You could view these as the ravings and rantings of a rabid cricket fan or the anguish of a distraught customer missing a "value added service" that the brand prides itself on. Mike Clasper, President Procter and Gamble, made this prediction some time ago. "I would label the consumer of 2025 in three ways: more demanding, wiser and more worried." Let me ask you a simple question. Aren't you more demanding than you were five years ago? I for one most certainly am. (And if you ask my family, more of a pain). But my question is simple - am I not entitled to watch the TV channels that include me as their target audience when they sell their channels? And just because the cable operator plays truant, should I miss out on what I am due? Should I not get the value-added services that are the reason for my patronising a particular mobile service provider?

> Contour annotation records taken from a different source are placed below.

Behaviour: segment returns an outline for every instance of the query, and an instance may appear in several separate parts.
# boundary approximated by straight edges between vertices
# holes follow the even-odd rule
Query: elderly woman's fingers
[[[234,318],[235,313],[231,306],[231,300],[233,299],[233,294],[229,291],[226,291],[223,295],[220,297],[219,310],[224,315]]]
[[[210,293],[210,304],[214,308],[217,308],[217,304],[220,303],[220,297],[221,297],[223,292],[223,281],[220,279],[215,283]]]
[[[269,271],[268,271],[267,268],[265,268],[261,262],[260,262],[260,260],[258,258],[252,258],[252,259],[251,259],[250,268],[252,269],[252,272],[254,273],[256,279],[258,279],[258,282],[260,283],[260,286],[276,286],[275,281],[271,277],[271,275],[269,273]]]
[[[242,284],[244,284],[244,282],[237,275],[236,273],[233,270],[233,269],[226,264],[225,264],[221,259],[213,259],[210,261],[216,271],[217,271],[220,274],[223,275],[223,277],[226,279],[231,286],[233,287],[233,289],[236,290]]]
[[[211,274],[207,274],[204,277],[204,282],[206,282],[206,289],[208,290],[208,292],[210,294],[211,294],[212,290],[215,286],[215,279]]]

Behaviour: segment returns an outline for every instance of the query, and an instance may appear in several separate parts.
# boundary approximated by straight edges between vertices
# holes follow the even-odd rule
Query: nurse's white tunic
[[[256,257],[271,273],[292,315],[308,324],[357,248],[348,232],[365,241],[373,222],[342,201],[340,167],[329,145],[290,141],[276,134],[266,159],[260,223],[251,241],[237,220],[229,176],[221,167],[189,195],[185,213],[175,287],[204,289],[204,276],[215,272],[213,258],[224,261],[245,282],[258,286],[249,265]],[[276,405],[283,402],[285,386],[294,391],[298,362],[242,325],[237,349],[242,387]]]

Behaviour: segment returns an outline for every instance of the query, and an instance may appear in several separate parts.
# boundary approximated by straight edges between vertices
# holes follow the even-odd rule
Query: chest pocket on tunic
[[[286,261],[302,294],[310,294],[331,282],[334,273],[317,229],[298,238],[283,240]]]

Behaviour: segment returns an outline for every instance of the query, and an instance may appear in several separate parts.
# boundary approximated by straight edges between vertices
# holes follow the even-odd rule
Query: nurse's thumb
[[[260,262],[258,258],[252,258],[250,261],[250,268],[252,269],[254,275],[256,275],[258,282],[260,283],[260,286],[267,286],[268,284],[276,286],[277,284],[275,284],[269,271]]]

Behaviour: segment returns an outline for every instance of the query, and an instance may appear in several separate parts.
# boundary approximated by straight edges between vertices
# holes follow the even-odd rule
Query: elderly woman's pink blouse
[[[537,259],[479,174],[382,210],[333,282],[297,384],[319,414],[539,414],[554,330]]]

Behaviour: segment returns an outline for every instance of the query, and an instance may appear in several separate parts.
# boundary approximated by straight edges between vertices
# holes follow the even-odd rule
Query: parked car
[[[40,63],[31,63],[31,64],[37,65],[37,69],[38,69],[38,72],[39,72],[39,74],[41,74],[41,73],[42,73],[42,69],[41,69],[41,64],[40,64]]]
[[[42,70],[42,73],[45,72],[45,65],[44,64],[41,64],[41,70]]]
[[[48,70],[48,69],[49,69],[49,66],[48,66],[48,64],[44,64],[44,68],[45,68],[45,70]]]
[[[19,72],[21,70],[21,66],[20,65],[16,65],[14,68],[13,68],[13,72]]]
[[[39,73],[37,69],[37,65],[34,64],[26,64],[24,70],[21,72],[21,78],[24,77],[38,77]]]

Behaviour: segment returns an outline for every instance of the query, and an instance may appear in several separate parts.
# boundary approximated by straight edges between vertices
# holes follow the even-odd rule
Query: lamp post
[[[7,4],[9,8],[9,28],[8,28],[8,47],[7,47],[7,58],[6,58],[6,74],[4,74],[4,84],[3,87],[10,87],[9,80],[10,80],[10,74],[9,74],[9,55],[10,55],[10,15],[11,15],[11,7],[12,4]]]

And on to the Airtel brand
Today a mobile phone is a product for just about everybody. After all, Dhirubhai Ambani had the philosophy roti, kapda aur mobile in his quest for reach and acceptance. This is a far cry from those early days of mobile phones in India. I think the year was 1995 and I remember AT&T charging Rs 16 per minute. And people used to complain about being charged for incoming calls! Mobile services have come a long way since in the country and permeated every socio-economic class. Today a mobile instrument may be something to flaunt, but there may not be image associations with the service provider that you may use. And yet Airtel is a dominant brand that has not only acquired customers but other competitors, aggressively. It is growing significantly and has a pretty good technology back-up for service. The supervisor usually checks after your interaction with the service representative to enquire if the transaction was satisfactory. And yet I am appalled at the two new commercials for Airtel. One in a hairdresser's shop and the other in the paan shop. The message being that with the Rs 200 tariff, just about anyone can own an Airtel connection. I say I am appalled because of this: Airtel wants numbers; no issue. But in its quest for new subscribers, is it putting off the loyal ones who have stayed with the brand for years? And why is there a need to strongly profile the user? I have no problems with chaiwallahs and assistants in paan shops. Theoretically, anyone can be your customer. But there are enough mass brands that have got it right. Airtel, has got many things right over the years, but I am not sure they have got these two commercials right.
At the end of the day
The learning for all marketers and service providers is simple. If you promise something to the consumer, deliver it. It is not rocket science. Execution is key and God is in the details.
Jan Carlzon speaks of five moments of truth in the airlines industry.
It is important that each one of us identifies the `moment of truth' in our respective industries.
Customers will be fickle, demanding and unreasonable like me. In fact, today's consumer's mission statement is the (at times) annoying word "more." We cannot wish it away. Because the difficult customer is also a "high net worth" one if my mobile bills are any indication. But I do know that as a customer, when I do get outstanding service, I talk about it and on occasion write about it. As Regis McKenna says, "Customer loyalty begins with an experience." I am ready to be loyal. But I want experiences that satisfy, time after time. And the time for companies to get their service act together is now. Or it just may be never.